2005年01月16日 05時52分16秒 | ●コンゴ内戦
──内戦のコンゴへ──

 ルワンダの首都キガリからコンゴ民主共和国の国境までミニバスで3時間半。
 途中チェックポストもあるが、それほど厳しいものではなかった。国境地帯の治安は安定しているということだろう。
 国境に到着し、ルワンダを出国。遮断機を越えて、コンゴへ。

 ようやくコンゴに着いたと安心したのもつかの間、イミグレーションで、ビザなしの滞在は8日間と宣告された。費用は60ドル。延長も8日ごとに60ドルが必要。しかも、パスポートはイミグレーションに預けなければならない。これではゴマから他の地域へ移動できない可能性もある。パスポートは預けられないと粘ったが、聞き入れられなかった。「ちゃんとこの机の引き出しに保管するから安心しなさい」と言われたが、粗末なイミグレーションの机を見るとかなり不安になった。パスポートはあとで何とかするしかなかった。
 カスタムでは、荷物を徹底的にチェックされたあげく、カメラの持ち込み料が100ドルと言われ、キレそうになった。しかし、ウソだろ、とも言えない。ノートのはしっこを少し破いた即席の領収書を渡された。100ドルが何の価値もない紙切れに化けた。

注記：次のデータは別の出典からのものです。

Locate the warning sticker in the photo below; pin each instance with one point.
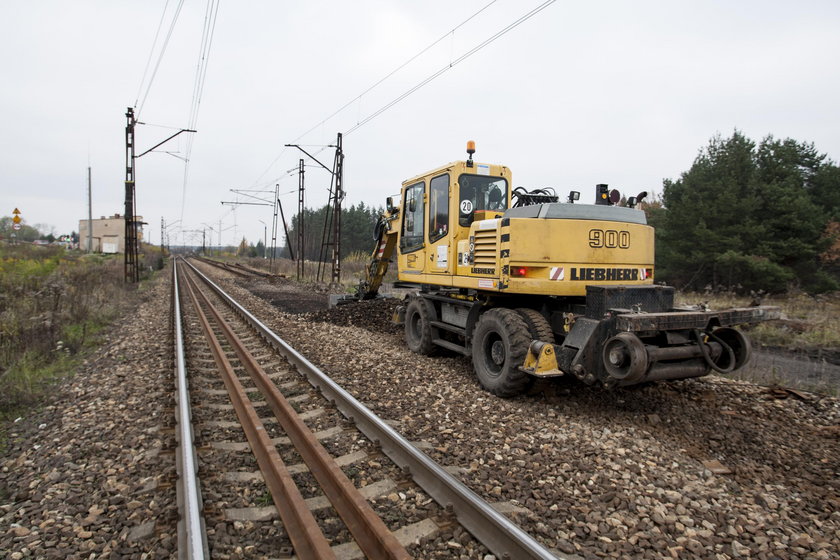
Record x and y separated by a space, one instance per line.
443 256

 タクシーで市内のホテルまで行き、荷物を降ろすと、すぐに地元のカメラマンのワボ氏という人物にコンタクトを取った。見るからに人の良さそうな人物で、あらゆることに協力してくれた。
 撮影許可証の取得、ビザの取得、反乱軍の航空機の搭乗許可などだ。

 撮影許可書は、ワボ氏のはからいと、ウガンダで取ったプレスカードのおかげで問題なく発行された。費用100ドル。しかし、この紙切れは、その価値がある(はずだ)。
 パスポートを取り戻すためには、ビザを取得しなければならなかった。ビザの取得には、反乱軍から許可書を取り、国境のイミグレでパスポートを回収し、そしてイミグレ本部へパスポートを提出するという手順だった。しかし、反乱軍へ電話連絡したうえで、指定された時間にオフィスを訪れても、いつも担当者がいなかった。
 同時に別の部署で、キサンガニという街への搭乗許可を申請したかったのだが、これも指定された時間に行っても担当者がいなかった。ビザの許可書とフライト許可書のため、反乱軍のオフィス二ヶ所を行ったり来たりしているうちに、日がすぎていった。

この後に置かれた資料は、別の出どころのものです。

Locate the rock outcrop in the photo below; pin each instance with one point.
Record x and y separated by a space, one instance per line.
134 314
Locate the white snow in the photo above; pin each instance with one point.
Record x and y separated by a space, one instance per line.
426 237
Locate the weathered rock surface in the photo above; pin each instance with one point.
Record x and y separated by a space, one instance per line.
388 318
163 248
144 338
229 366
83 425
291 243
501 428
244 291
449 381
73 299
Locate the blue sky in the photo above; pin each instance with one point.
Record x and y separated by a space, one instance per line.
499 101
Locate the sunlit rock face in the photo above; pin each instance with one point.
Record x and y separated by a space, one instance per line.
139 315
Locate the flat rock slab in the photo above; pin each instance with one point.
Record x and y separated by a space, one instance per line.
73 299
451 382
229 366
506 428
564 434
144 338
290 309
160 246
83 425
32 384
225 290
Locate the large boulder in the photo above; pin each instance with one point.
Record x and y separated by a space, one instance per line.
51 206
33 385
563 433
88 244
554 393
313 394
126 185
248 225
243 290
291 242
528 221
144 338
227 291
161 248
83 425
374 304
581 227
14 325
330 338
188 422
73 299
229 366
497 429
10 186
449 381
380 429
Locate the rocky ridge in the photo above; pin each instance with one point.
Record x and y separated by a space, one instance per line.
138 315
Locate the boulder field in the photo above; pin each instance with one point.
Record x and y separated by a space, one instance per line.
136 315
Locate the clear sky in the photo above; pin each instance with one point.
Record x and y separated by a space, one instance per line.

 しかし、どちらの許可書もついに手にすることはなかった。
 だが、ビザも取れたし、反乱軍の輸送機にも乗れた。
 最終的には、フライトを翌日に控えた日に、反乱軍の広報担当者が痺れを切らして、勝手に口頭で許可を出した。というより、「かまわんから、イミグレに行ってこい」と言われた。国境のイミグレへ行き、「許可が出た」と伝えると、あっさりパスポートを渡してくれた。パスポートを持ってゴマのイミグレ本部へ行き、ここでも「許可をもらった」と伝えると、ビザ申請は受理された。数日前には、「反乱軍の許可書が必要だ」と追い返されたのに。力が抜けそうだった。書式料10ドル、ビザ代107ドル。ようやくビザスタンプの押されたパスポートを手にした。

 パスポートを持って、反乱軍オフィスへ行くと、翌日の朝6時に空港へ来いという。結局、搭乗も口頭での許可になった。
 この二つの許可を取るために、五日間走り回ったのだが、口頭の許可でいいのなら、初日にすべて完了していたはずだ。この五日間は何だったのか。疲れた。でも、内戦中の国だから、こんなものか。

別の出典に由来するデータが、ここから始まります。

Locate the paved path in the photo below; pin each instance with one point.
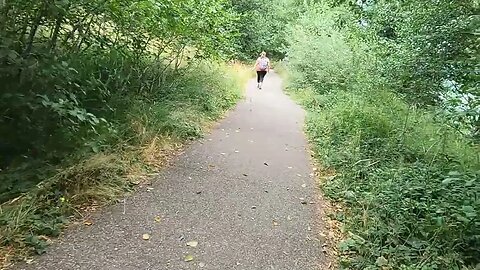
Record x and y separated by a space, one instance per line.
237 193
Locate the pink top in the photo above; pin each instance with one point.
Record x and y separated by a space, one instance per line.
257 64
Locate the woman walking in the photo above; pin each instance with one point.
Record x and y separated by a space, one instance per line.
262 66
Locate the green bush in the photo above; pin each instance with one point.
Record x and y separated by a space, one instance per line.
407 179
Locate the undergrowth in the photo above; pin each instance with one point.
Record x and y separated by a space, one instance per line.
409 184
153 131
406 179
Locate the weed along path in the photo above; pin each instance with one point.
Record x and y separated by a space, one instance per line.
241 198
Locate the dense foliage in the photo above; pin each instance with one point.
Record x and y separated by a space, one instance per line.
88 87
73 72
392 91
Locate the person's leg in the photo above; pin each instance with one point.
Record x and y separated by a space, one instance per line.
262 76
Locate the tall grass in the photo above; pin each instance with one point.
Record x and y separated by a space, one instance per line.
152 132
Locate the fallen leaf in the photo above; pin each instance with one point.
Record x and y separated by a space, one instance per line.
192 244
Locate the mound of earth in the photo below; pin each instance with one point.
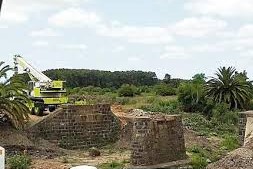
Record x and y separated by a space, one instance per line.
10 136
18 141
239 158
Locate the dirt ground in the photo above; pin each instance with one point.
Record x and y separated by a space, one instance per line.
46 155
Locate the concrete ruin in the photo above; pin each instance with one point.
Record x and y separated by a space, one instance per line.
246 128
79 126
156 140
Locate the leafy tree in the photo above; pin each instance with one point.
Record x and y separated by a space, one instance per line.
103 79
164 90
167 78
127 90
12 99
230 87
192 95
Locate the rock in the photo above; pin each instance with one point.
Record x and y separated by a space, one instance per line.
94 152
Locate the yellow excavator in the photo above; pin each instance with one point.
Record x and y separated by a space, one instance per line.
44 92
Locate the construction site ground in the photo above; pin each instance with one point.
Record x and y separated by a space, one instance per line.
48 155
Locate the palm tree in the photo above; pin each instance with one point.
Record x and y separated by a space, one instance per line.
229 87
12 99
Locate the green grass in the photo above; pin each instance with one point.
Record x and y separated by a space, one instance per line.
230 142
112 165
19 162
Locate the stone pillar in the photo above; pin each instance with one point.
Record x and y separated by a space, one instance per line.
157 140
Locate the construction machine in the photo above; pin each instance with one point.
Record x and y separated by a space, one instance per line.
44 92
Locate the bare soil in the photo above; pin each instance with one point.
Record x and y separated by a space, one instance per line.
46 155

 まあ、とにかく撮影許可書、ビザ、フライト許可がそろい、これですべての準備は完了した。

 地元カメラマンのワボ氏がいなければ、ゴマでまったく身動きが取れなかったかもしれない。カンパラのムゲルワ氏もそうだが、カメラマン仲間というのは、実にありがたいものだ。黙っていても、こちらが必要としているものをすべて理解してくれる。そして二人とも惜しみなく協力してくれた。
 ワボ氏には、コンゴを出るときに、カメラの三脚を進呈した。安いが、バンコクで買ったばかりの新品だった。飛び上がるほど喜んでくれた。彼のアルバイトに役立つはずだ。カンパラにもどったときに、ムゲルワ氏にもレンズ保護のフィルターやレンズクリーニングのセットなどを進呈した。
 二人とも、古いカメラを大事に使っていた。
 いまもいい写真を撮っているに違いない。